Overview | Opik Documentation

Opik provides a set of built-in evaluation metrics that can be used to evaluate the output of your LLM calls. These metrics are broken down into two main categories:

Heuristic metrics
LLM as a Judge metrics

Heuristic metrics are deterministic and are often statistical in nature. LLM as a Judge metrics are non-deterministic and are based on the idea of using an LLM to evaluate the output of another LLM.

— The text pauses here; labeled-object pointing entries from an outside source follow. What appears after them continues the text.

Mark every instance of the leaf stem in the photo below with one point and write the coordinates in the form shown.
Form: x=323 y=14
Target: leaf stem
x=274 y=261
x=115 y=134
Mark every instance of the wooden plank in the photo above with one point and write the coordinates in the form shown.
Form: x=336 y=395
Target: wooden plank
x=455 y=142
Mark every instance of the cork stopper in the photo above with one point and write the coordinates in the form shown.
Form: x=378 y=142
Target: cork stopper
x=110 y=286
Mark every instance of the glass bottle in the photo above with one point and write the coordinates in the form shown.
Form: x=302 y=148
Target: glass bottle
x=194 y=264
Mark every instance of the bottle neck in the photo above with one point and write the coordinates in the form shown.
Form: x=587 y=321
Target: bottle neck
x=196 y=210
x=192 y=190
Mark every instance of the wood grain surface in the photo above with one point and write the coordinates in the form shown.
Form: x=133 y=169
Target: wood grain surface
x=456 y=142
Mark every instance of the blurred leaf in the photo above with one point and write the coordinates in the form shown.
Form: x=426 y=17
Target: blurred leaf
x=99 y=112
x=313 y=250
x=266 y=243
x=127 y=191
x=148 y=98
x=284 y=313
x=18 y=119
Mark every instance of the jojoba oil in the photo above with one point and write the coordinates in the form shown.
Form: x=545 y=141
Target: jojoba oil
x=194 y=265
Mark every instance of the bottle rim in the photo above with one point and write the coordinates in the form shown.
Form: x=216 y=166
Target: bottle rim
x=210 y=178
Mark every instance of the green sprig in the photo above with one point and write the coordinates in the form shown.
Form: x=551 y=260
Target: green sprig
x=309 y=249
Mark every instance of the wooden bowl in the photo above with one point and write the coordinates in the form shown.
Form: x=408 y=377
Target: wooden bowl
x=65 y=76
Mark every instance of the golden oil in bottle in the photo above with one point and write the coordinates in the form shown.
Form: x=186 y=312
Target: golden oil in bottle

Opik provides the following built-in evaluation metrics:

Metric	Type	Description	Documentation
Equals	Heuristic	Checks if the output exactly matches an expected string	Equals
Contains	Heuristic	Check if the output contains a specific substring, can be both case sensitive or case insensitive	Contains
RegexMatch	Heuristic	Checks if the output matches a specified regular expression pattern	RegexMatch
IsJson	Heuristic	Checks if the output is a valid JSON object	IsJson
Levenshtein	Heuristic	Calculates the Levenshtein distance between the output and an expected string	Levenshtein
Hallucination	LLM as a Judge	Check if the output contains any hallucinations	Hallucination
G-Eval	LLM as a Judge	Task agnostic LLM as a Judge metric	G-Eval
Moderation	LLM as a Judge	Check if the output contains any harmful content	Moderation
AnswerRelevance	LLM as a Judge	Check if the output is relevant to the question	AnswerRelevance
Usefulness	LLM as a Judge	Check if the output is useful to the question	Usefulness
ContextRecall	LLM as a Judge	Check if the output contains any hallucinations	ContextRecall
ContextPrecision	LLM as a Judge	Check if the output contains any hallucinations	ContextPrecision
Conversational Coherence	LLM as a Judge	Calculates the conversational coherence score for a given conversation thread.	ConversationalCoherence
Session Completeness Quality	LLM as a Judge	Evaluates the completeness of a session within a conversational thread.	SessionCompleteness
User Frustration	LLM as a Judge	Calculates the user frustration score for a given conversational thread.	UserFrustration

You can also create your own custom metric, learn more about it in the Custom Metric section.

Customizing LLM as a Judge metrics

By default, Opik uses GPT-4o from OpenAI as the LLM to evaluate the output of other LLMs. However, you can easily switch to another LLM provider by specifying a different model parameter.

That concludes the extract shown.